Parmi les principaux freins, les jeunes ne repèrent pas toujours les structures susceptibles de les accueillir, ou font face à une offre limitée sur leur territoire et à des problèmes de mobilité.

Dans ces conditions, la montée en charge du dispositif interroge. Je l'avais déjà indiqué l'année dernière : il est urgent d'avoir une réflexion de fond sur les objectifs du SNU et sur son déploiement à long terme.

Il pourrait par exemple être opportun de réformer le contenu des séjours de cohésion pour le rapprocher de celui de la session de formation générale au BAFA. Cela pourrait permettre aux volontaires d'obtenir, à l'issue de la phase 1 du SNU, la qualité d'animateur stagiaire. Un tel rapprochement permettrait d'encourager fortement les participants au SNU à poursuivre ensuite la formation pour obtenir le BAFA et permettrait ainsi d'enclencher une nouvelle dynamique au sein des deux dispositifs.

Je terminerais d'ailleurs en évoquant la situation inquiétante du BAFA, qui connait depuis plusieurs années une baisse drastique du nombre de candidats.

Si l'année 2021 a vu une hausse de 8 % du nombre de brevets délivrés, le niveau d'avant la crise est loin d'avoir été retrouvé, sachant que le nombre de brevets délivrés avait déjà fortement baissé entre 2016 et 2019.
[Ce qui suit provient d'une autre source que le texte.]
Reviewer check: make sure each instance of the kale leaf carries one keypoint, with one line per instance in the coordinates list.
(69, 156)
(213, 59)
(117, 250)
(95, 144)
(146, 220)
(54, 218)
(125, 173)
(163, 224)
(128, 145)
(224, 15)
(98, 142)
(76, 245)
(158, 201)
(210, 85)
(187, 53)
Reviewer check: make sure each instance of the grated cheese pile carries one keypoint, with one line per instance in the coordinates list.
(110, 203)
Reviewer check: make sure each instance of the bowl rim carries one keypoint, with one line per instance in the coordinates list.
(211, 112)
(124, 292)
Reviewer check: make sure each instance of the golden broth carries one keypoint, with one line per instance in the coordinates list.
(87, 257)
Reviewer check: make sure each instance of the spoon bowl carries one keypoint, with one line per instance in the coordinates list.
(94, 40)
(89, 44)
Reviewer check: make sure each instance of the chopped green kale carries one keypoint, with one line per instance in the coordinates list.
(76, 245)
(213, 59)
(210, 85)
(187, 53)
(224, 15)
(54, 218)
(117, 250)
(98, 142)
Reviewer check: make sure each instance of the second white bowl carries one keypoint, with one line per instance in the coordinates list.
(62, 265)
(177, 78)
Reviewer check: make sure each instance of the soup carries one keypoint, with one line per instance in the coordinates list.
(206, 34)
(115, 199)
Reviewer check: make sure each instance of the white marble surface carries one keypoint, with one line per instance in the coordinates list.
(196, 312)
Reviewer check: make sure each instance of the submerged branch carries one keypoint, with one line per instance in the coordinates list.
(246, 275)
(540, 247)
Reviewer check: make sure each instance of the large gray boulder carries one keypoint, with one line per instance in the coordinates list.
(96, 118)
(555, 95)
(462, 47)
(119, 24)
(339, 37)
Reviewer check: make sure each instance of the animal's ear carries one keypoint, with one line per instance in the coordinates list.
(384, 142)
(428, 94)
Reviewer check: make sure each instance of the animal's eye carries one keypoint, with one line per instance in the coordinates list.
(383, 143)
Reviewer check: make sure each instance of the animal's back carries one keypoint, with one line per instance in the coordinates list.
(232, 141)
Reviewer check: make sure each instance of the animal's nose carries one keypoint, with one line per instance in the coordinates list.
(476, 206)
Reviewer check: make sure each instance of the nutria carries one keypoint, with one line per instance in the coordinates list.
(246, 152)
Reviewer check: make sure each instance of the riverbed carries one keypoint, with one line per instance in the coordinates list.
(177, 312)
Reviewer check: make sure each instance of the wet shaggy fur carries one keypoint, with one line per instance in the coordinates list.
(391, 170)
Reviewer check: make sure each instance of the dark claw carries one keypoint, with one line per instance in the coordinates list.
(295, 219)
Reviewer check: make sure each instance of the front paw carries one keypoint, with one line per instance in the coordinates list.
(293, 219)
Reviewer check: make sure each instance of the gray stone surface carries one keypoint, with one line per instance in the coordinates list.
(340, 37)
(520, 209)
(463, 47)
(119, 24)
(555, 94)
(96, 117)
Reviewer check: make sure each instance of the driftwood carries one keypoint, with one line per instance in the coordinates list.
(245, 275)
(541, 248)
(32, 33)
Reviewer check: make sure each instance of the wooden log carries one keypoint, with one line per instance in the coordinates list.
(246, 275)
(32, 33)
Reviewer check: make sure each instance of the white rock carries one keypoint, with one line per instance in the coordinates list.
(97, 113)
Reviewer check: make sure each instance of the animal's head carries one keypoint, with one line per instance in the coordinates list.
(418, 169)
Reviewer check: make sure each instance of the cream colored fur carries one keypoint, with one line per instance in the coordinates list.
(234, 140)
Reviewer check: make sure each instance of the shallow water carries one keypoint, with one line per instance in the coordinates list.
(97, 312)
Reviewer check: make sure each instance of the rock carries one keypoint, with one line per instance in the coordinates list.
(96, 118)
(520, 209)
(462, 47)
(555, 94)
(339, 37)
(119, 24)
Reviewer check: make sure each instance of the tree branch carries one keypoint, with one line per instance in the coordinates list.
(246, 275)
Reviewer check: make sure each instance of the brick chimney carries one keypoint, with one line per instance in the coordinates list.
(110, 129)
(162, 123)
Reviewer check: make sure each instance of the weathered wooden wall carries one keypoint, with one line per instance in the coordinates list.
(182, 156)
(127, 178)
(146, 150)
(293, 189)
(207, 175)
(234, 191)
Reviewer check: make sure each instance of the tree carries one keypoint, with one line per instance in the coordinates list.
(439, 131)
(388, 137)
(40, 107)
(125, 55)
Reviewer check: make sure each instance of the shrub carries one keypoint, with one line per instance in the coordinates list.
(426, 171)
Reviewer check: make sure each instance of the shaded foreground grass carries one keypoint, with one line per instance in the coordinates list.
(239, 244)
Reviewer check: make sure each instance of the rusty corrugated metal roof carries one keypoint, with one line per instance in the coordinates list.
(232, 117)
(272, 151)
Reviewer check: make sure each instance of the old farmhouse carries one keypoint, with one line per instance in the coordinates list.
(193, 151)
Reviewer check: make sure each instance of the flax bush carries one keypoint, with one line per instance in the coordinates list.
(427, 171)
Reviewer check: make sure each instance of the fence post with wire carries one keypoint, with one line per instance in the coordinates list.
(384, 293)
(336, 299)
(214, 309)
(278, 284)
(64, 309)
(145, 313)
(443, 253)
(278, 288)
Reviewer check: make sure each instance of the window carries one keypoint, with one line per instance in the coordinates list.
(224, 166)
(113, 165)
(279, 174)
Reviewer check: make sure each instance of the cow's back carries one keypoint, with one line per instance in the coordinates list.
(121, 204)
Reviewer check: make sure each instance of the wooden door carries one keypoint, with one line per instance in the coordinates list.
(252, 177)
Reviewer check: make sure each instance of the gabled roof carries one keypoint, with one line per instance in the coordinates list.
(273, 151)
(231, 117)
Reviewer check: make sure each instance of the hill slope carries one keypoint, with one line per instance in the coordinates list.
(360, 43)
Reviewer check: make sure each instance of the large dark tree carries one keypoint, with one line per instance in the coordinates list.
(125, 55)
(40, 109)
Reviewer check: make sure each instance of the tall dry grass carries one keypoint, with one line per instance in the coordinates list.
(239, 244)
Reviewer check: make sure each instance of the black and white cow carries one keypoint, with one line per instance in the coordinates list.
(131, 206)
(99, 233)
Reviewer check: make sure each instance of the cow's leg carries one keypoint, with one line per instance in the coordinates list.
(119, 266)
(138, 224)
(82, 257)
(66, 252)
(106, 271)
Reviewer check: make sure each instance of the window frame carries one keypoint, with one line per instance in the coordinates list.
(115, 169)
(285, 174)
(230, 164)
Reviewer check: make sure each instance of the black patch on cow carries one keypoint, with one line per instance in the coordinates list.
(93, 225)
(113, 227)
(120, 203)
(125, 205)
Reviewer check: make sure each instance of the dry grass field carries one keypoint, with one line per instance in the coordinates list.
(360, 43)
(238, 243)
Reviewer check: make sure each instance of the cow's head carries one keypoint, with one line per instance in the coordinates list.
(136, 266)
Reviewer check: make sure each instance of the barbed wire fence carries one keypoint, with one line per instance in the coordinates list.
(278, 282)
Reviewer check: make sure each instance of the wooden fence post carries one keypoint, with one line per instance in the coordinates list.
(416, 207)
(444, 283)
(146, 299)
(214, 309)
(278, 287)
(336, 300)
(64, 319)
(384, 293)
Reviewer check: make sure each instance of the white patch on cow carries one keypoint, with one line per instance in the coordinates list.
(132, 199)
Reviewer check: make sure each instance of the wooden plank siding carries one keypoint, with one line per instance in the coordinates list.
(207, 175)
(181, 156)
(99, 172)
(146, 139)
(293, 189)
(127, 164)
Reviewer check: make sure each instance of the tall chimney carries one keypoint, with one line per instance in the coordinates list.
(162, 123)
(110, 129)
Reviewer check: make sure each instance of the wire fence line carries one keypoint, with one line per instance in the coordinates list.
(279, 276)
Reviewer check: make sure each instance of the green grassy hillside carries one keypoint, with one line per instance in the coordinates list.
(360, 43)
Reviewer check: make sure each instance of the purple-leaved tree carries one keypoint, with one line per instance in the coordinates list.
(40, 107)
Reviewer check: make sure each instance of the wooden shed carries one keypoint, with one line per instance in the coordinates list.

Comme je l'indiquais, des aides ont déjà été mises en place dans le cadre des assises de l'animation. Parmi elles, une aide exceptionnelle a été accordée en 2022 à 20 000 jeunes qui terminent leur formation BAFA et l'âge minimum d'entrée en formation a été abaissé à 16 ans. Ces initiatives doivent être saluées.

Mais face à l'ampleur des besoins, il est essentiel de redonner encore davantage aux jeunes l'envie de s'investir dans ces secteurs en crise.

La rentrée scolaire 2021 a été marquée par de grandes difficultés de recrutement dans le secteur des accueils collectifs de mineurs - 80 % des opérateurs ayant éprouvé des difficultés pour recruter de la main-d'oeuvre.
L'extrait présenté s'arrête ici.